La recommandation de TimescaleDB est que le chunk actif tienne dans environ 25 % de la mémoire disponible. C'est une cible mobile. À mesure que les taux d'ingestion croissent, le même intervalle de temps représente plus d'octets, et un chunk de 30 jours qui allait bien il y a un an peut devenir un problème aujourd'hui.
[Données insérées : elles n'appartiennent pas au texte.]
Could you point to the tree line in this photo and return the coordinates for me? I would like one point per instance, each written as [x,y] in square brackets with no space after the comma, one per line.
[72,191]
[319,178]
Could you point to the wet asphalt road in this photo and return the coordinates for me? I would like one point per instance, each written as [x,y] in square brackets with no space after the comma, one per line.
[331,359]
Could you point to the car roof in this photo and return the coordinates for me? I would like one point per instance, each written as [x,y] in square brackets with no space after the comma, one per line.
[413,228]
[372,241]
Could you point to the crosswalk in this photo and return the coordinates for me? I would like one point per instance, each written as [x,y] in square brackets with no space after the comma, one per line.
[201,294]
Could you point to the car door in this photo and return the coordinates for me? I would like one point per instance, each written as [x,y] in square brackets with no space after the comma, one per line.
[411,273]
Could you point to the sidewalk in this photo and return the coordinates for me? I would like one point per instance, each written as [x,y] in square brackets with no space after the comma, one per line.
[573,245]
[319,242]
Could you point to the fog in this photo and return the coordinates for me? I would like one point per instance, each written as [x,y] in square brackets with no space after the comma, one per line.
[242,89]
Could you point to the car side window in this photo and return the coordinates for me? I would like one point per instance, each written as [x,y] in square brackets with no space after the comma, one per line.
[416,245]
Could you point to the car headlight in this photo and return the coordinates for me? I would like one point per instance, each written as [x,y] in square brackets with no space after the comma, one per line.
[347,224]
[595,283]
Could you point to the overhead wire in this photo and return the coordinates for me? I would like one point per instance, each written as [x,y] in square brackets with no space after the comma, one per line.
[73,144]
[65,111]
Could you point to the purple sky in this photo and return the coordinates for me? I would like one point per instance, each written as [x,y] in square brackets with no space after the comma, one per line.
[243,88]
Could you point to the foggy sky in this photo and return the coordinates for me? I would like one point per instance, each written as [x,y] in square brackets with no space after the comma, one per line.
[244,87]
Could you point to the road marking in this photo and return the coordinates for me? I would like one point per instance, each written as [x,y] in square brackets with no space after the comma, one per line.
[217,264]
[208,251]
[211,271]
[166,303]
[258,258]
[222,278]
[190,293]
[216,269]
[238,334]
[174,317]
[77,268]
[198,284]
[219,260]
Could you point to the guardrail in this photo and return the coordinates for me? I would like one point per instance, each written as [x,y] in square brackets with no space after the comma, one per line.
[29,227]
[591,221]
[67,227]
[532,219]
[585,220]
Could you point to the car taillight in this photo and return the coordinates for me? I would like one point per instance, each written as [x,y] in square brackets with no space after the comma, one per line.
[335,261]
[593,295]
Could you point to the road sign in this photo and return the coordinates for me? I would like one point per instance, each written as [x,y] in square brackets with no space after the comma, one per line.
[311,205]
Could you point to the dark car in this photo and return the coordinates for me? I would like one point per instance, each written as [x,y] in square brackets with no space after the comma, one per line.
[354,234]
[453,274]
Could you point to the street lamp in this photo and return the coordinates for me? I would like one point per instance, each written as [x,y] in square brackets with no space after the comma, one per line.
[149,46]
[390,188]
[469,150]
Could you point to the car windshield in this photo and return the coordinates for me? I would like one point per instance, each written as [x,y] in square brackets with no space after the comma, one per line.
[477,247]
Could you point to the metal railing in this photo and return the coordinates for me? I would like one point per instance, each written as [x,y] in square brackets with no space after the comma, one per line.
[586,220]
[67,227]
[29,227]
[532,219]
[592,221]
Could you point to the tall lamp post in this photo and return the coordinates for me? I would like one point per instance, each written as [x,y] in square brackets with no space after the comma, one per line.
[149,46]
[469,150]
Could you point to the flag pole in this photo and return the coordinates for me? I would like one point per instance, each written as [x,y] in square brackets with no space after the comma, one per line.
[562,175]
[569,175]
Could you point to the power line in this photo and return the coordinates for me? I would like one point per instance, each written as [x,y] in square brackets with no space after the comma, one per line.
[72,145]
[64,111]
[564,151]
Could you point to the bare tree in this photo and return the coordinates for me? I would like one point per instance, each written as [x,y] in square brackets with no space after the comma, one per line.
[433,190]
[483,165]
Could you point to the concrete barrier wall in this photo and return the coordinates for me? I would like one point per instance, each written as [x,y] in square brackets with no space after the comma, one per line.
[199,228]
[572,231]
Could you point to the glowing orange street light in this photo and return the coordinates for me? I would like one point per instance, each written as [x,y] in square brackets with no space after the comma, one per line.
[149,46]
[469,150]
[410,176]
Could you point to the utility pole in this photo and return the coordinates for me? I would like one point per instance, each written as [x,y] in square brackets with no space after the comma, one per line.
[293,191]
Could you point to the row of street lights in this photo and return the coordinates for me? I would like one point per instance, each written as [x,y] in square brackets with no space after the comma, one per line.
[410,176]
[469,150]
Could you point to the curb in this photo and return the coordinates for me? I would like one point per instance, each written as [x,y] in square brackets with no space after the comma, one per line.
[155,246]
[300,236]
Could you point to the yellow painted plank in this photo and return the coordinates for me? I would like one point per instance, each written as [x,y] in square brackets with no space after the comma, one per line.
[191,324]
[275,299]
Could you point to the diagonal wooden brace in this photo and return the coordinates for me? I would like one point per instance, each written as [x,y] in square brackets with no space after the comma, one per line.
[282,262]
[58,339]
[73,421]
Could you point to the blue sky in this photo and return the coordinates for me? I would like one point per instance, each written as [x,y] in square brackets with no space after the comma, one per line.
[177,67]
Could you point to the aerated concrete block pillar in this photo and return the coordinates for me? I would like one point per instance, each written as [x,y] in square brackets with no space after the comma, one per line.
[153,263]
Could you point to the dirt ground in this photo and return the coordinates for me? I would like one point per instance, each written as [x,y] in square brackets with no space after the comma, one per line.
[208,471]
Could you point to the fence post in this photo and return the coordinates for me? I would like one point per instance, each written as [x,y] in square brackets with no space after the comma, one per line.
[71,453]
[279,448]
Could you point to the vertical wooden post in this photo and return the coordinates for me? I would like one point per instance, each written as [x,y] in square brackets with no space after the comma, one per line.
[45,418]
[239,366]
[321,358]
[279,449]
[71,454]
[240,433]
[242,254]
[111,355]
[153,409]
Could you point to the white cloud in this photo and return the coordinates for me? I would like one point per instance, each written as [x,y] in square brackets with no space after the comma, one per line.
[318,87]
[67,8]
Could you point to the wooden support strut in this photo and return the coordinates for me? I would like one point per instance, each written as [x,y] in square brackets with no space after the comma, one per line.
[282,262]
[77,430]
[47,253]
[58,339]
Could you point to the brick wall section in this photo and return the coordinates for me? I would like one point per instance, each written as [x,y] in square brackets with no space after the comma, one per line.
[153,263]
Ce qu'il faut savoir sur set_chunk_time_interval, c'est qu'il n'affecte que les chunks futurs. Les chunks existants conservent leur taille d'origine et continuent d'être interrogés sans souci. Pas de réécriture, pas de verrou exclusif, pas de backfill. L'hypertable transitionne naturellement à l'arrivée de la prochaine frontière de chunk. Cela en fait l'un des leviers les plus sûrs à tourner dans TimescaleDB. Si le résultat ne vous plaît pas, vous l'inversez de la même façon.

Ce que nous avons remarqué

Fin de l'année dernière, nous avons remarqué qu'une de nos hypertables les plus lourdes — des millions de lignes par semaine, plusieurs To sur disque avant compression — vieillissait mal. La compression prenait du retard sur l'ingestion, les lectures de données récentes devenaient progressivement plus lourdes au fil de l'automne, et chaque fois qu'un flux amont republiait quelques jours d'historique (ce qui arrive plus souvent qu'on ne le voudrait), nous finissions par décompresser des mois entiers de données pour absorber le changement. L'intervalle de chunk — fixé à 30 jours quand la table était petite — avait cessé de nous rendre service.

Ce que nous avons changé

En septembre, le job de compression de cette table a commencé à échouer — le chunk était devenu trop gros pour finir en une seule passe. C'est pourquoi ce fut la première table que nous avons touchée. Nous avons fait passer l'intervalle de chunk de 1 mois à 7 jours, et regardé le job tourner dans le dashboard de monitoring Timescale Cloud jusqu'à ce qu'il s'exécute proprement à nouveau.

Deux mois plus tard, nous avons vu la même panne sur une autre table — un de nos flux de données de classements musicaux. Le même correctif a marché. À ce stade, l'ayant vu deux fois en deux mois, nous avons mis à jour le reste de nos tables d'engagement chaudes dans une seule PR début décembre. Toutes sont passées à des chunks de 7 jours. Chaque migration ressemblait à un simple set_chunk_time_interval(..., interval: "7 days") encadré par un safety_assured.

Ce que nous y avons gagné

  • La compression a rattrapé son retard plus vite. Des chunks plus petits terminent une passe de politique de compression plus rapidement, donc l'écart entre données « live » et compressées a diminué pour chaque table touchée (gains de compression de l'ordre de 90 %).